Monday, August 21, 2006

mandamus - ministerial duty v. discretionary act

Chadwick v. Office of Coroner - Commonwealth Court - August 17, 2006

http://www.courts.state.pa.us/OpPosting/CWealth/out/605CD05_8-17-06.pdf

Mother of deceased sued the county coroner to try to force him to change his conclusion about the cause of the death of plaintiff's brother, which the coroner had held was suicide. The court held that mandamus does not lie to order a public official to exercise his discretion in a particular way. It can generally only be used to compel the offiicail to perform acts which are required or obliged to be performed, and which do not involve an exercise of discretion. The court noted that a "refusal to exercise discretion may be addressed in a mandamus action" but that was fundamentally different from the case where discretion has been exercised and the plaintiff disagrees with the decision, i.e., how it was exercised.

disability - ALJ decision - findings and reasons

Woodson v. Barnhart - ED Pa. - August 14, 2006

http://www.paed.uscourts.gov/documents/opinions/06D1039P.pdf

The ALJ's SSD/SSI decision was upheld concerning a) rejection of the treating physician's opinion and b) the evaluation of the claimant's credibility, but the case was remanded because the ALJ "failed to specifically evaluate" the claimant's subjective complaints of "severe fatigue," about which the ALJ made only the general statements that the claimant's testimony about this was "exaggerated." The "ALJ is obligated to provide reasons for his...findings -- supported by record evidence -- that are sufficiendtly specific to show the ALJ's reasoning and the weight he gave to teh Plaintiff's statements...According, I must remand this case to the ALJ for reconsideration and a clear and logical statement of the facts supporting his conclusions."

employment - Title VII - retaliation

Walsh v. Irvin Stern's Costumes, Inc. - ED Pa. - August 15, 2006

http://www.paed.uscourts.gov/documents/opinions/06D1024P.pdf

The court granted plaintiff's motion to reinstate her Title VII retaliation claim, which was based on her allegation that the employer a) fired her 3 weeks after she told management that she was pregnant and b) had threatened to seek criminal charges against her unless she withdrew her discrimination claim.

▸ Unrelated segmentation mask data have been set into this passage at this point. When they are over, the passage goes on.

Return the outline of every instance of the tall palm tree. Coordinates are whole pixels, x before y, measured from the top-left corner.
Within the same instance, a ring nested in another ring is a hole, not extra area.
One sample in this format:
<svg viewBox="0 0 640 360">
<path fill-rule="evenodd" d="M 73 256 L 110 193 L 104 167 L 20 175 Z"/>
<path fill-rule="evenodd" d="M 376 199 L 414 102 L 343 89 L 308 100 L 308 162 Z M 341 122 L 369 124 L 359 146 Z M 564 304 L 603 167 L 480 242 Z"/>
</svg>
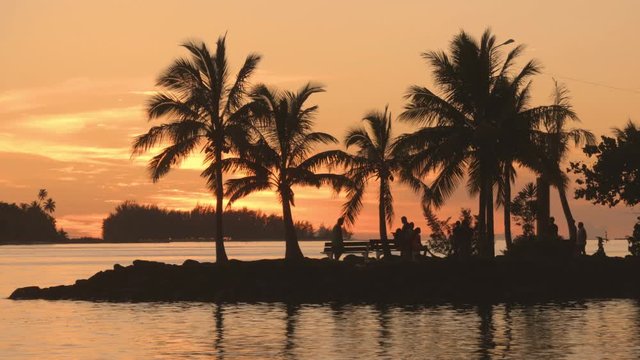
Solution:
<svg viewBox="0 0 640 360">
<path fill-rule="evenodd" d="M 196 150 L 205 154 L 209 188 L 216 197 L 216 261 L 227 261 L 223 243 L 223 155 L 233 153 L 250 138 L 251 125 L 244 106 L 247 83 L 260 56 L 247 56 L 235 79 L 227 63 L 225 36 L 218 38 L 216 51 L 203 43 L 187 42 L 188 58 L 179 58 L 160 75 L 157 85 L 164 91 L 148 103 L 149 120 L 165 119 L 133 142 L 132 156 L 155 146 L 168 145 L 149 161 L 155 182 Z"/>
<path fill-rule="evenodd" d="M 436 172 L 423 200 L 440 206 L 458 186 L 468 170 L 467 188 L 479 194 L 478 232 L 481 253 L 493 256 L 493 188 L 500 178 L 497 119 L 502 116 L 503 79 L 521 52 L 517 47 L 501 61 L 497 49 L 511 40 L 496 45 L 496 38 L 486 30 L 480 41 L 464 31 L 454 37 L 450 55 L 427 52 L 423 57 L 433 67 L 436 86 L 443 96 L 431 90 L 412 86 L 409 103 L 400 115 L 402 120 L 425 126 L 413 134 L 401 137 L 399 148 L 412 154 L 405 178 L 424 178 Z M 526 78 L 536 72 L 529 61 L 516 77 Z"/>
<path fill-rule="evenodd" d="M 569 201 L 567 199 L 567 187 L 569 178 L 561 169 L 562 163 L 566 160 L 571 144 L 581 147 L 584 144 L 595 144 L 595 136 L 588 130 L 580 128 L 567 128 L 569 121 L 580 121 L 571 108 L 569 91 L 562 85 L 555 83 L 554 105 L 559 109 L 568 109 L 568 111 L 556 111 L 551 114 L 542 123 L 541 130 L 538 133 L 539 155 L 537 164 L 533 164 L 534 170 L 539 174 L 537 180 L 538 194 L 541 202 L 539 208 L 549 208 L 549 186 L 553 185 L 558 190 L 562 211 L 567 221 L 569 231 L 569 239 L 576 241 L 577 229 L 575 219 L 571 213 Z M 541 189 L 542 188 L 542 189 Z M 544 214 L 538 214 L 538 221 L 546 225 L 547 219 Z M 544 227 L 540 226 L 541 227 Z M 543 234 L 546 234 L 543 231 Z M 548 235 L 548 234 L 547 234 Z M 540 234 L 539 234 L 540 236 Z M 544 236 L 544 235 L 543 235 Z"/>
<path fill-rule="evenodd" d="M 346 176 L 355 185 L 348 190 L 348 201 L 343 207 L 343 215 L 349 223 L 355 221 L 362 208 L 362 197 L 366 183 L 371 179 L 379 182 L 378 221 L 380 240 L 385 256 L 390 256 L 387 241 L 387 223 L 393 221 L 393 196 L 390 182 L 393 174 L 400 169 L 402 157 L 393 151 L 394 139 L 391 134 L 391 113 L 388 107 L 383 112 L 372 111 L 363 118 L 365 126 L 355 127 L 345 137 L 347 149 L 356 147 L 355 155 L 349 159 Z"/>
<path fill-rule="evenodd" d="M 424 126 L 402 136 L 399 151 L 411 154 L 403 172 L 414 190 L 423 191 L 427 205 L 441 206 L 468 175 L 467 189 L 478 194 L 480 253 L 494 255 L 494 187 L 505 204 L 505 227 L 510 229 L 510 185 L 514 162 L 532 148 L 531 131 L 555 107 L 529 108 L 530 78 L 539 72 L 534 60 L 512 73 L 522 45 L 503 58 L 496 38 L 486 30 L 480 41 L 462 31 L 454 37 L 450 54 L 427 52 L 423 57 L 433 67 L 435 84 L 442 96 L 412 86 L 402 120 Z M 427 187 L 417 182 L 435 172 Z M 510 233 L 510 232 L 509 232 Z M 510 234 L 508 234 L 510 235 Z M 510 236 L 509 236 L 510 237 Z M 510 245 L 510 242 L 508 243 Z"/>
<path fill-rule="evenodd" d="M 44 203 L 43 209 L 49 214 L 53 214 L 56 211 L 56 202 L 51 198 L 47 199 Z"/>
<path fill-rule="evenodd" d="M 520 52 L 523 46 L 514 49 Z M 536 170 L 539 128 L 557 116 L 575 117 L 567 103 L 553 103 L 530 107 L 531 76 L 539 73 L 533 64 L 527 74 L 503 77 L 497 84 L 496 95 L 502 100 L 500 116 L 496 117 L 497 154 L 500 157 L 501 177 L 498 181 L 498 205 L 504 210 L 504 231 L 507 249 L 511 248 L 511 184 L 515 181 L 514 165 Z"/>
<path fill-rule="evenodd" d="M 345 186 L 342 176 L 317 172 L 340 157 L 340 151 L 311 155 L 315 145 L 338 142 L 329 134 L 313 131 L 313 118 L 318 107 L 305 105 L 311 95 L 323 91 L 321 86 L 312 84 L 297 92 L 257 86 L 252 94 L 253 101 L 248 106 L 256 122 L 258 139 L 248 145 L 241 156 L 224 160 L 229 168 L 246 174 L 227 181 L 229 206 L 257 191 L 270 189 L 278 195 L 285 224 L 287 260 L 303 258 L 291 212 L 291 207 L 295 206 L 293 186 L 329 184 L 337 190 Z"/>
</svg>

The court noted that the 3d Circuit case law, on which its prior dismissal had been based, had been "specifically and squarely" overturned by the US Supreme Court, in Burlington Northern & Santa Fe Rwy. v. White, 548 U.S. ___, 126 S.Ct. 2405 (2006) which "articulated a new, less stringent test for Title VII retaliation cases."

The prior dismissal was based on Robinson v. City of Pittsburgh, 120 F.3d 1286 (3d Cir. 1997), where the court held that in order to satisfy the "adverse employment action" element of a Title VII case, the employer's retaliatory action had to affect the plaintiff's current or future employment. This holding was specifically abrogated in Burlington Northern , where the court held that "a plaintiff need only show the employer's actions 'would have been materially adverse to a reasonable employee or job applicant.' " 126 S.Ct. at 2409.